I guarantee you the vast majority of the Trump signs on display today will still be there the day Joe Biden gets sworn in as the 46th President of the United States as well as the day, November 5th, 2024, of the next presidential election, whether there’s a Trump running or not.
So, what’s the deal, what’s the argument these people are trying to make? My answer: They’re not making an argument at all; they’re making a statement. They’re telling the world who they are. These people now have a rock-solid, distinct identity. Before, they were just anonymous schlubs, mowing their lawns and reclining in front of the the TV to watch American Idol like every other schlub on the block or down the country road. They are somebody now because they’ve seen and attached themselves to an idol of their own, someone who talks like them and thinks like them and maybe even messes up like they would if only they had a billion dollars and didn’t have to give a shit about anybody else in the whole wide world. For all Donald Trump’s sins and peccadilloes, any and all of which should have precluded him years ago from any consideration as the leader of the last remaining superpower on Earth, for his ridiculous dyed combover, for his ballooning backside, for his contempt for the authority of experts, for his utter un-interest in books or reports or studies, for his proud ignorance of the needs and wants of anyone who’s not directly related to him, everything about him is exactly how tens of millions of people in America would see themselves if they suddenly woke up one morning with an unimaginably huge fortune and the keys to the White House in their pockets.
He is me. That’s what they’ve been saying when displaying Trump’s flags and signs every day for the last four or five years.
And there, finally, is the answer to the question, How can people still back Trump after all the shit he’s pulled?
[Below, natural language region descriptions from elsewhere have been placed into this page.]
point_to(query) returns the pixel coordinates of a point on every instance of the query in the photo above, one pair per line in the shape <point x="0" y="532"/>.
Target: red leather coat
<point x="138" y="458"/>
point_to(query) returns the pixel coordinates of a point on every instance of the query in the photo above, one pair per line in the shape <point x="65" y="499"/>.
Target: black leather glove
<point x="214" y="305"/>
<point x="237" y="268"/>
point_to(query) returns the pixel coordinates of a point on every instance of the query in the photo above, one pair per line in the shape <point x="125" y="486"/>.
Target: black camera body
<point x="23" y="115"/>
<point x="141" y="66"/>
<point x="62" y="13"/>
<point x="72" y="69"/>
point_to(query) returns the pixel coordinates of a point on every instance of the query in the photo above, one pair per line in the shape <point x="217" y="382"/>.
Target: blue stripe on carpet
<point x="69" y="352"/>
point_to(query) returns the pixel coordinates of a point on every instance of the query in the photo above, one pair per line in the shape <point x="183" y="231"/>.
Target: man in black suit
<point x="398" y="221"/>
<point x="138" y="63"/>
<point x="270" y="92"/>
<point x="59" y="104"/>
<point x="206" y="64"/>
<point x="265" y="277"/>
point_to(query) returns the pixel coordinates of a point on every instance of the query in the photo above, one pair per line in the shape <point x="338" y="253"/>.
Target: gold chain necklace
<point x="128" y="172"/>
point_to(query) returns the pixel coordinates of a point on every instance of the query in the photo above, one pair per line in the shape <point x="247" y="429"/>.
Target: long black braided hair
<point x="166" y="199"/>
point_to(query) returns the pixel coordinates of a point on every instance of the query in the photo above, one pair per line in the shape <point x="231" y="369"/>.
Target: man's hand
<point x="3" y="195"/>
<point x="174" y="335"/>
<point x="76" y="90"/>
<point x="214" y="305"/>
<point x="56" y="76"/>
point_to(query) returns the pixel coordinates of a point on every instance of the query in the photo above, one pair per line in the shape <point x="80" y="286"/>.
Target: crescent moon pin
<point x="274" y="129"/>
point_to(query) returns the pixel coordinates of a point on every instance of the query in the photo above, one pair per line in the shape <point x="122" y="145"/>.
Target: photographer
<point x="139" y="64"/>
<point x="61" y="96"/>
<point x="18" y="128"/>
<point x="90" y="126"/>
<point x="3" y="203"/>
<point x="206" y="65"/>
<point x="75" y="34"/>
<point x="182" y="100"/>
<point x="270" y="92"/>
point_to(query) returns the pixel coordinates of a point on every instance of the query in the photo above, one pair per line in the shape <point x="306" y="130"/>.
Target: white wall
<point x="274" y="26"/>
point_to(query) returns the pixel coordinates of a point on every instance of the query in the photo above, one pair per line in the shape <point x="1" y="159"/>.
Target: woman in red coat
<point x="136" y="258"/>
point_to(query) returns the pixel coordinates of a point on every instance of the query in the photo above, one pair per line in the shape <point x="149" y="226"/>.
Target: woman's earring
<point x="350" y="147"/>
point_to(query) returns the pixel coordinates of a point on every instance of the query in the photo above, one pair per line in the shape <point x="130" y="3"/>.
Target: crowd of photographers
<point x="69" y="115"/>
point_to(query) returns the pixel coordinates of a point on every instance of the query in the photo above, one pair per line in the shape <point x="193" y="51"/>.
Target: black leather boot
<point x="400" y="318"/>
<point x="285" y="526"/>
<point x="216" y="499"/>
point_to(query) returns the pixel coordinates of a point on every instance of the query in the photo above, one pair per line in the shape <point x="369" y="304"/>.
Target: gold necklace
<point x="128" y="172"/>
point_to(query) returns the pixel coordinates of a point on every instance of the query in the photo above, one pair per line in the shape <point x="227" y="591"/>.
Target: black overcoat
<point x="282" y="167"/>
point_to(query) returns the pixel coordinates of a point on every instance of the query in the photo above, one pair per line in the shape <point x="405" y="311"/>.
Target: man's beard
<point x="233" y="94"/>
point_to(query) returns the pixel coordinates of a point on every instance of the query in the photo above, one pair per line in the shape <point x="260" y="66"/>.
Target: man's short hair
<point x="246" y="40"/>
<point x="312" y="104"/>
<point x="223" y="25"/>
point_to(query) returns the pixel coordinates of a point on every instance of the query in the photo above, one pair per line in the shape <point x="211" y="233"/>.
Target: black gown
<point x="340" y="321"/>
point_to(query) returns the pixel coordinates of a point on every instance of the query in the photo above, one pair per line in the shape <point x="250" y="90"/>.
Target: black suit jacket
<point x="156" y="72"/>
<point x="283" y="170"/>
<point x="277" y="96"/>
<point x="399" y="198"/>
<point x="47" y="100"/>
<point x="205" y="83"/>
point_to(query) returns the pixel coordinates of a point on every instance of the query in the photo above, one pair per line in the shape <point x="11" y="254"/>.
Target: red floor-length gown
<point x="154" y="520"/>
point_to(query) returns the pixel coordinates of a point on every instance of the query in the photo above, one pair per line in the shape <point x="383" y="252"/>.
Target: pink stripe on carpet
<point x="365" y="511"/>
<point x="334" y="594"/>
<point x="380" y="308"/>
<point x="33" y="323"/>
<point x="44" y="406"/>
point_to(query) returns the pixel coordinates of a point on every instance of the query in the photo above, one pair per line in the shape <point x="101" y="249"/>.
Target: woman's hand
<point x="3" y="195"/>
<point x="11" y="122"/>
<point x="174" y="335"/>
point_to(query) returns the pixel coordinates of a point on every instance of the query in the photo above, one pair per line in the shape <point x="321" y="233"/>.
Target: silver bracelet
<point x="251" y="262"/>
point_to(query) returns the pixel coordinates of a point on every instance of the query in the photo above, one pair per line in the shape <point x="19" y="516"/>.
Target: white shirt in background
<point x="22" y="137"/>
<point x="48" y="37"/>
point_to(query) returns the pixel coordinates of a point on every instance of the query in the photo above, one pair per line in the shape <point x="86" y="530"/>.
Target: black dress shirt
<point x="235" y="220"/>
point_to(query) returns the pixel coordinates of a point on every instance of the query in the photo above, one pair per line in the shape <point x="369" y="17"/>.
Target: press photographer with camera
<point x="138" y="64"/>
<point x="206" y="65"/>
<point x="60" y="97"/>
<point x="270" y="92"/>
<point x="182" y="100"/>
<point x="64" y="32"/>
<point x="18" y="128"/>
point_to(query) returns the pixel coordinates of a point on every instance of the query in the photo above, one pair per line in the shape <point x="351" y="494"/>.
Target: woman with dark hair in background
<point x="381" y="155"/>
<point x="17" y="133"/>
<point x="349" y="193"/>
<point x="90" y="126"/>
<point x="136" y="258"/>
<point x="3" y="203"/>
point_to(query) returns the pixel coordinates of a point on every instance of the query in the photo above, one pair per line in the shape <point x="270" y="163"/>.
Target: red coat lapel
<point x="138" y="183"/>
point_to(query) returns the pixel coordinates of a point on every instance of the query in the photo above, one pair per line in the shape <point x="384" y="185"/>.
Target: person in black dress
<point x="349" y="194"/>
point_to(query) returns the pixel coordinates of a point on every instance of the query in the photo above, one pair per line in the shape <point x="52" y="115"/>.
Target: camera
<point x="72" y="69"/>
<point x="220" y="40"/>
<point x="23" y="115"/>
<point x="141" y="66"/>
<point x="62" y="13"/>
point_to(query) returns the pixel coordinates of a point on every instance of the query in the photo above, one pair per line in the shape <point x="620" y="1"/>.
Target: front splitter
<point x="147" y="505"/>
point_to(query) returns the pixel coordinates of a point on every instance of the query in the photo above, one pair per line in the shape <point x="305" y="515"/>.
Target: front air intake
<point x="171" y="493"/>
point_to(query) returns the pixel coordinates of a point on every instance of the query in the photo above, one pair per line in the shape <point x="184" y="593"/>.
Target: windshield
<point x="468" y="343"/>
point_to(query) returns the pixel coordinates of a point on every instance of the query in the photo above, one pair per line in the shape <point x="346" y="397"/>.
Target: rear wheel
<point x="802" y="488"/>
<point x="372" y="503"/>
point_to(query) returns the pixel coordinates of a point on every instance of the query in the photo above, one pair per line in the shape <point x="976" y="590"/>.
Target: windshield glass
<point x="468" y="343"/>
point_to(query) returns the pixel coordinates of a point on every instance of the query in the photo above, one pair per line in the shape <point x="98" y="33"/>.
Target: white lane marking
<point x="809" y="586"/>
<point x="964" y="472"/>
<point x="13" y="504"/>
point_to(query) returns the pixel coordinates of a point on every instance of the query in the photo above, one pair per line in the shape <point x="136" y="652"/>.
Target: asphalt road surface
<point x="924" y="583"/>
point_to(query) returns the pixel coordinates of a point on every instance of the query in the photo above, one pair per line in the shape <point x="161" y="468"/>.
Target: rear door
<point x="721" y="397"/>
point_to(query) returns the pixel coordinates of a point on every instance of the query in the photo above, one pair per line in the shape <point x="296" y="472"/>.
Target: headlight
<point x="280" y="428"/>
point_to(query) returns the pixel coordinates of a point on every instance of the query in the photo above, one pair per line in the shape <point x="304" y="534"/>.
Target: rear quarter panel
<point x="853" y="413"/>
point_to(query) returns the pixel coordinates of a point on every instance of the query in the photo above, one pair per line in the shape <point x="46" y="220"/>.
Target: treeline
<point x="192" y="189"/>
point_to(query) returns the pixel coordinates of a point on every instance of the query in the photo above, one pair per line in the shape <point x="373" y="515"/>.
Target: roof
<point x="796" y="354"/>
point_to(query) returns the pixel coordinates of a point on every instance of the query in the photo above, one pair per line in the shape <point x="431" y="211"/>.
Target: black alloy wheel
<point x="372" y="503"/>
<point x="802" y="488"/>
After he’s screwed up this nation’s relationships with its allies, after he’s dismantled the government’s environmental protection apparatus, after he’s rammed through tax cuts for hundred-millionaires, leaving the middle class to pick up a greater share of the burden of supporting America, after he’s defanged all the federal consumer and workplace protections he could find, after he insulted and demeaned handicapped people, fat people, brown people, foreign people, Muslim people, urbanites, immigrants, asylum seekers, women, veterans, prisoners of war, and everybody who, again, was not Donald J. Trump or anybody related to him?
The answer is they still back him because he is their avatar, their icon, their god, for chrissakes. Throughout human history, people have created gods in their own image, created them to validate who they were, to tell everyone else who and what they were. They still do it today. And their new god is Donald J. Trump. He is me.
That’s why you can’t argue a Trumpist away from the outgoing president. You’re asking them to deny who they are. You’re asking them to admit the identity they’ve assumed is warped. Nobody wants to lose their identity.
To tens of millions of Americans, He will always be me.